Over the past few months, I’ve received quite a few critiques of a certain type that first frustrated me and then got me thinking. And, just to be clear, this rant isn’t aimed at the critiquers; I’m not angry of them or anything. I’m just wondering how this reflects to the SF readership at large.
And let me explain further with specific examples, although paraphrased.
1. Bob, the Pyramid Builder
Comments from critters on historical fantasy:
“Those names are so weird. Why isn’t anyone named Bob or Mary?”
Or its variation:
“Netjerykhet is such a complex name. You should use nicknames so your readers won’t get confused.”
Nicknames? Seriously? And it’s not as if I give everyone in my stories railroad names like ‘Mentuhotep II Nebhepetre’. I try to keep the ancient names short, like Hapi. But when there’s an actual historical figure featuring in my story, a person who has been mentioned in historical texts, I can’t shorten their names to indulge certain readers.

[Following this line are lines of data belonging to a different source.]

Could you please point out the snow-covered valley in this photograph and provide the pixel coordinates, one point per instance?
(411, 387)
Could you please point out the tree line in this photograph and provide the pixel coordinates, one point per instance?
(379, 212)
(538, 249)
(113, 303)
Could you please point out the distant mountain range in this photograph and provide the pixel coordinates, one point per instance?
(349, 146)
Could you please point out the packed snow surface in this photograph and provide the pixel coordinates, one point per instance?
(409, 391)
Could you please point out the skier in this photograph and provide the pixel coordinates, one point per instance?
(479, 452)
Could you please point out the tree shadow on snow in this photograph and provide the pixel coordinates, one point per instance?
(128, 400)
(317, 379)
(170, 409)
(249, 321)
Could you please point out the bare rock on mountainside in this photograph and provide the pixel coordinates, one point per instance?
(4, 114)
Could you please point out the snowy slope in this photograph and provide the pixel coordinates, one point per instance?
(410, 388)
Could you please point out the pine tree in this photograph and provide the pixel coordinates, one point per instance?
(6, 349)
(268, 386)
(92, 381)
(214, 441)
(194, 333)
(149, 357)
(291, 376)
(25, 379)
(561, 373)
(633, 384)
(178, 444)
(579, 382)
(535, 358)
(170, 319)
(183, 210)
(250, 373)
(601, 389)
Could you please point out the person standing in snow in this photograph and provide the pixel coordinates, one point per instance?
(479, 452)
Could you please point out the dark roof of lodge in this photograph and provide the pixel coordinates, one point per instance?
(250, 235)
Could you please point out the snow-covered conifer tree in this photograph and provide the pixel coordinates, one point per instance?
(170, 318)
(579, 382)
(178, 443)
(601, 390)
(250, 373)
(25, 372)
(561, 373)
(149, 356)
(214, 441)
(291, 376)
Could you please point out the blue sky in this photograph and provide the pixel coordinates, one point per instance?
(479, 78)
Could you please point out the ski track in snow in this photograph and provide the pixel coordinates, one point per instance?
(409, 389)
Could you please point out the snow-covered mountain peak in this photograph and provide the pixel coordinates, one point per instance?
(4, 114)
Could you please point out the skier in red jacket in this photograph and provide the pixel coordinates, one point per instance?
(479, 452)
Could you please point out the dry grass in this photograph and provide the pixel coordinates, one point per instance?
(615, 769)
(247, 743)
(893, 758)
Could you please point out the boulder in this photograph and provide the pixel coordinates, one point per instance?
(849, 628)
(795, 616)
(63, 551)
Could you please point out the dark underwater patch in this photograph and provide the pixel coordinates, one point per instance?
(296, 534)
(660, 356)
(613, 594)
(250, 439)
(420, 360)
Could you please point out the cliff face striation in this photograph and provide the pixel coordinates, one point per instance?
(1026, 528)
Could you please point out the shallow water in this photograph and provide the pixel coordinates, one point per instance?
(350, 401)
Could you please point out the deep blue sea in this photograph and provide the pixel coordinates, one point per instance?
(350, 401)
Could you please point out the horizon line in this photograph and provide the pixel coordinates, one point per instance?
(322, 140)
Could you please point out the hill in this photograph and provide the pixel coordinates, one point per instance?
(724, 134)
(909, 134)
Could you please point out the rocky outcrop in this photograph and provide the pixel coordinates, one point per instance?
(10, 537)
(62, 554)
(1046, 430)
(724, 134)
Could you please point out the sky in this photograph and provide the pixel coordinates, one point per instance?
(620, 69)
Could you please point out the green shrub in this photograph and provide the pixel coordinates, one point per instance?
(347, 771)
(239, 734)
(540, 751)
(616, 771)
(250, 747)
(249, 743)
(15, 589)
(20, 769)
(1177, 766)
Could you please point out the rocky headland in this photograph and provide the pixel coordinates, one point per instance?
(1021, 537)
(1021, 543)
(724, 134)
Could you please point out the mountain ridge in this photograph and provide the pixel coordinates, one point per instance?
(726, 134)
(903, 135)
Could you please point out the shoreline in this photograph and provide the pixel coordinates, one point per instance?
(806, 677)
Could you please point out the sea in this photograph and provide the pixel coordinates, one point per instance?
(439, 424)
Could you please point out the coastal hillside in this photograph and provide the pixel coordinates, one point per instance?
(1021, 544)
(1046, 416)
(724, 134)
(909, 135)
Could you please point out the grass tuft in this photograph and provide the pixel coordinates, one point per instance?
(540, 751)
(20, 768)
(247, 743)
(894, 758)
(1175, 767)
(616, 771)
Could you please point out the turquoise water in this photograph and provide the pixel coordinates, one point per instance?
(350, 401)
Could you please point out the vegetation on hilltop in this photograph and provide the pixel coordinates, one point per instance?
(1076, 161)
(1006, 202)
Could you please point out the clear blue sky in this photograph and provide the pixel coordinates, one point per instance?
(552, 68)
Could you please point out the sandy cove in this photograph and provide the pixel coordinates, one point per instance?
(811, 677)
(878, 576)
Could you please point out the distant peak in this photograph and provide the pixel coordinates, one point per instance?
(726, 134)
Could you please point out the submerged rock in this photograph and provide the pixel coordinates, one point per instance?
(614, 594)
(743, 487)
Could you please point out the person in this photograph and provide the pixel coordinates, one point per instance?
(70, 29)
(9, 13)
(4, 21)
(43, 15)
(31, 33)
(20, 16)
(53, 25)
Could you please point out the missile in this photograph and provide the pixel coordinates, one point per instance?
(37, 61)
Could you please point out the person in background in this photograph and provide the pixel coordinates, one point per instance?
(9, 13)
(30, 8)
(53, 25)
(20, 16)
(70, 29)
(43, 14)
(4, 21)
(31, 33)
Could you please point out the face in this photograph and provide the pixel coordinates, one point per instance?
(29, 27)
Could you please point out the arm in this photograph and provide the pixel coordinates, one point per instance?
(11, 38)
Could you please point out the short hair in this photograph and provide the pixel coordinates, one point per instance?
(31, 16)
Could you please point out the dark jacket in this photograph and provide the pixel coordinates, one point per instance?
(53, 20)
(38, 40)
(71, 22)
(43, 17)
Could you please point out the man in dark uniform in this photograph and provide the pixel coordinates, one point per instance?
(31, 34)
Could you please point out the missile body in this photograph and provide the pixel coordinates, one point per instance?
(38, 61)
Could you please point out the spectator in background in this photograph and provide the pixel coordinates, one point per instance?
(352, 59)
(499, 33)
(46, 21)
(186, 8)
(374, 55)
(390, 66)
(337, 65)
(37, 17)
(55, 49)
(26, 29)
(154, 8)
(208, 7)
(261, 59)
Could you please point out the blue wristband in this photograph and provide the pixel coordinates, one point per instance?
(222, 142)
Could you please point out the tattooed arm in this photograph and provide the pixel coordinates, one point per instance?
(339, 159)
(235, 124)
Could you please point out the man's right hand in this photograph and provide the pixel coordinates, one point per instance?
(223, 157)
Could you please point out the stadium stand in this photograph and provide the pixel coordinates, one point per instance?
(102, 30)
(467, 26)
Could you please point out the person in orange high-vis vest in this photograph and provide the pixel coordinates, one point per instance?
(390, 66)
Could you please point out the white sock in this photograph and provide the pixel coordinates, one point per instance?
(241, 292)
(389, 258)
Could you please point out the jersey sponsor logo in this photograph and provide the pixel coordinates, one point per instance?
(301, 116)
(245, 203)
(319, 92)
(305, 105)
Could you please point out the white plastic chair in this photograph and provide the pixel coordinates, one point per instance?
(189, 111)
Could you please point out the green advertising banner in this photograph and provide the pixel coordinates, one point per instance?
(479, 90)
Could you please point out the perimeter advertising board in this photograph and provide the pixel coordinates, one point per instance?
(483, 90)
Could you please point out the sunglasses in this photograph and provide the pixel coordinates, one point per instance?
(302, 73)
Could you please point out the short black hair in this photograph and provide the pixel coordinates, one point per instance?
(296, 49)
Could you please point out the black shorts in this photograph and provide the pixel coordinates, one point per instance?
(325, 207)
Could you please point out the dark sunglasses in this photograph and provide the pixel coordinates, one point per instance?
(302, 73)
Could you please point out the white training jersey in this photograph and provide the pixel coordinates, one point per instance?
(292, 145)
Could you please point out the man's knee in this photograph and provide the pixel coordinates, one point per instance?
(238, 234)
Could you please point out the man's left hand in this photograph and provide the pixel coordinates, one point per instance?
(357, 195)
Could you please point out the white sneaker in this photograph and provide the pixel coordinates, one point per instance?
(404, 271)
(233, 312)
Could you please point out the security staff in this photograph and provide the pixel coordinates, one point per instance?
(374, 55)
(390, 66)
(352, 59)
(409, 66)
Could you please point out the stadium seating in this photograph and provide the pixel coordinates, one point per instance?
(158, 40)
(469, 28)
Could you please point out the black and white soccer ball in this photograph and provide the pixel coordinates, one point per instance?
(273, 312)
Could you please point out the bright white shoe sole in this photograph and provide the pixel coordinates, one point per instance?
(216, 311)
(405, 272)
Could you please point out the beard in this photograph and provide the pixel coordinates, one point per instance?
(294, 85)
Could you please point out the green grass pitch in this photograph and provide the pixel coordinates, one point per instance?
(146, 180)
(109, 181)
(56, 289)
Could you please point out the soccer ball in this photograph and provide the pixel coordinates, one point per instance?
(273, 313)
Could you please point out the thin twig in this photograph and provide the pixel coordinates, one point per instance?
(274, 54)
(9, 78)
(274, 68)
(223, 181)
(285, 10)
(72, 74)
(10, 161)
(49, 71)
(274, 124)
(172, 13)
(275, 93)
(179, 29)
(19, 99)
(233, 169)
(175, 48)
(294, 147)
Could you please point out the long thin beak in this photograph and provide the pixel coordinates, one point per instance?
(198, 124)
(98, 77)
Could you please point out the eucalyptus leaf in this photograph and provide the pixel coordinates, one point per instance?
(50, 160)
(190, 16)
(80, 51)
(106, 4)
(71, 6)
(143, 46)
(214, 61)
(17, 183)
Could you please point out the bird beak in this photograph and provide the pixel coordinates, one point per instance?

Unless those readers are the majority. And this thought troubles me.
2. Who’s this guy again?
Moving away from the woes of writing historical fiction, but (probably) dealing with short attention span again, I have to wonder if it’s me or the critter. Snippets from a story (paraphrased):
“Mary’s sister had killed herself, unable to face the humiliation. Oh Jane, Mary thought, why did you leave me alone?”
3-4 paragraphs later:
“In Mary’s dream, Jane was there, her wrists slashed open.”
And here comes the critter’s comment:
“Who’s that Jane gal? Perhaps you could tell us more about their relationship and how she died?”
Head, meet desk.
If this was one isolated incident, I’d just brush it off. Gods knows I’ve goofed aplenty in my own crits. Sometimes, real world issues interfere, kids cry, cats complain, colds mess up your head and you cannot be 100% there. In a similar way, if there was a consensus of comments pointing to something unclear, I’d go back and clarify.
But no. There’s always a random comment from certain people at random parts of the story that indicates to me that they missed my not-so-subtle hints. Do I really need to spell it out for them?
“Jane was Mary’s sister who cut her wrists to kill herself.”
This is not how I want to write. But it left me wondering how this reflects to readers in general, and not just critters.
3. But what does Bob feel now?
I blame this on how-to-write books.
It’s the middle of a fight scene against dragons (or Cthulhu, or the Antichrist, or Sauron or any other big bad Evil Guy). Bob has trembling knees, almost drops his sword and thinks he should have stayed in bed that day. Or something along these lines.
Gee, I wonder what he may be feeling.
Do I really have to spell it out? Bob was scared/terrified/whatever?
And then there’s its evil twin: What is Bob thinking?
In the middle of a dragon fight scene? During the adrenaline rush and its “Fight or Flight” effect? Newsflash: sometimes, people don’t think. They’re just trying to avoid getting barbequed. They don’t have the time to calculate the pros and cons of hiding under that wagon or inside that well or in that cave. (Yes, someone actually suggest I should do that). There’s a fraking dragon after them, for catnip’s sake.
I don’t blame only how-to-write books. I also blame action movies with their slow motion scenes, in which the hero can eat breakfast, boink his girlfriend and have a smoke in the duration of a single kick/shot. Yeah. Sorry, fight scenes in fiction rarely work this way.
Again, the above rant does not apply in places I’ve failed to display my characters’ emotional response. Those become apparent very quickly, and there’s generally a critter agreement on those. Moreover, if something is lacking, at some level I already know it and it takes just one comment to identify it. This rant is aimed at those instances where critters seem to wake up at random intervals, post a random comment to show they’re still reading. Much like what some of us did during classes back in high school or university.
But it still leaves me baffled.
So is this a sign of the times, an indication of reduced attention span of modern readers, or should I just find myself new critters?